Young and Roller still own 1,200 acres there -- more than half of their collective holdings, including homes -- under an agreement with prosecutors.
Young is serving 18 years at the low-security prison in Yazoo City, Miss. Roller is doing 16 years at a minimum-security prison in Yankton, S.D.
Appeals they filed have been denied. The Tennessee Supreme Court chose not to take on the case. Another petition for review of Young's sentence remains before the court, but prosecutors say it's a low priority on the busy docket.
State and law enforcement officials said preserving forfeited drug land had never been a real possibility in the fight against Tennessee's pot industry.
In the past decade, authorities have averaged 450,000 plants seized each year -- worth $1 billion to $3 billion, said DEA Special Agent Tim Wilson, who coordinates marijuana eradication from Knoxville.
Funded this year by an $800,000 federal allotment, three marijuana search teams will use helicopters to hunt for marijuana fields from June to October.
Wilson said the Roller-Young outcome is unique partly because agents often find marijuana hidden on property owned by unsuspecting people. Come conviction time, that land isn't seized.
And when land is taken, he said, "usually you see everybody wanting their piece of the pie."
'Everybody kind of stepped aside'
But this time, law enforcement departments gave up their spoils.
The deeds put the Tennessee Wildlife Resources Agency in charge of the land, which must be permanently kept as open space with public access. According to the agreement, any sale would need to be approved by the Tennessee Heritage Conservation Fund, which is part of TDEC.
But the land cannot be split apart.
"The accomplishment is that everybody agreed, the best use is open space, recreation, land preservation," Appelbaum said. "Everybody kind of stepped aside."
Appelbaum was first to suggest protecting the land -- he raised the issue with Cannon County officials the same week Young and Roller went to jail -- and the Tennessee Parks and Greenways Foundation joined the cause.
The deal stayed together despite changes in administration in Washington and Nashville, and turnover among state representatives and commissioners.
Appelbaum remembers an early meeting -- quite divided -- among police, prosecutors, state officials and locals.
"It wasn't an aggressive face-to-face, but it was, 'Let's make our case,' " he said. "There are so many layers of government having to get along ... and with different missions in place. People have used the word historic."
Ultimately, the federal government offered its 10 seized parcels to TWRA and the conservation fund at what everyone agreed was a "bargain price" of $154,000. That was far less than the land's estimated value of more than $1 million, said Nat Johnson, TWRA assistant executive director.

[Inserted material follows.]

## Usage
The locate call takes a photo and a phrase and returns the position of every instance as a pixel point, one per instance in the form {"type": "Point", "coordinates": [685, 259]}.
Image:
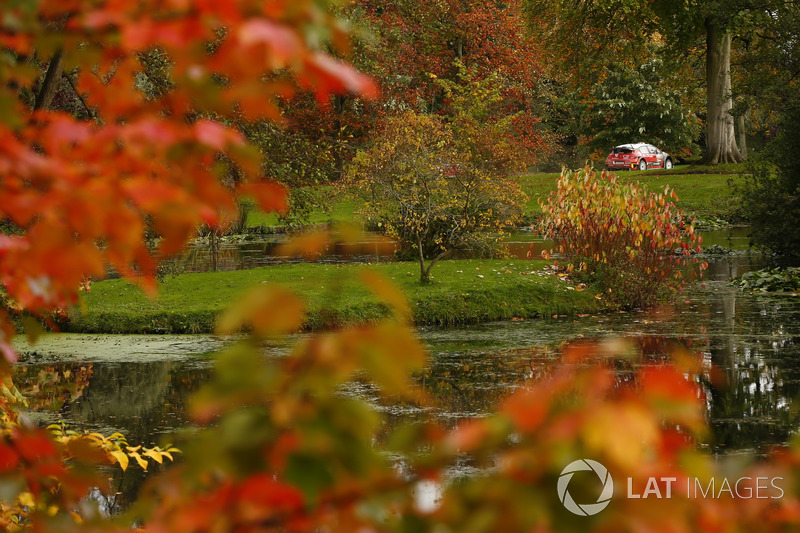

The largest piece of land will become part of the Pea Ridge management area. The remainder will be known as the Headwaters Wildlife Management Area and be opened to the public.
Johnson said he didn't celebrate until the deeds were signed. Over the years, TWRA had written announcements of the land deal but never went public with them because of last-minute snags. Legal questions that nobody had thought of kept popping up.
"Nothing," he said, "approaches the complexity of what has been accomplished here."
But with most of the wrangling now in the past, a complicated process has turned into something much simpler: a mountain forest, wild and free, as untamed as it has always been.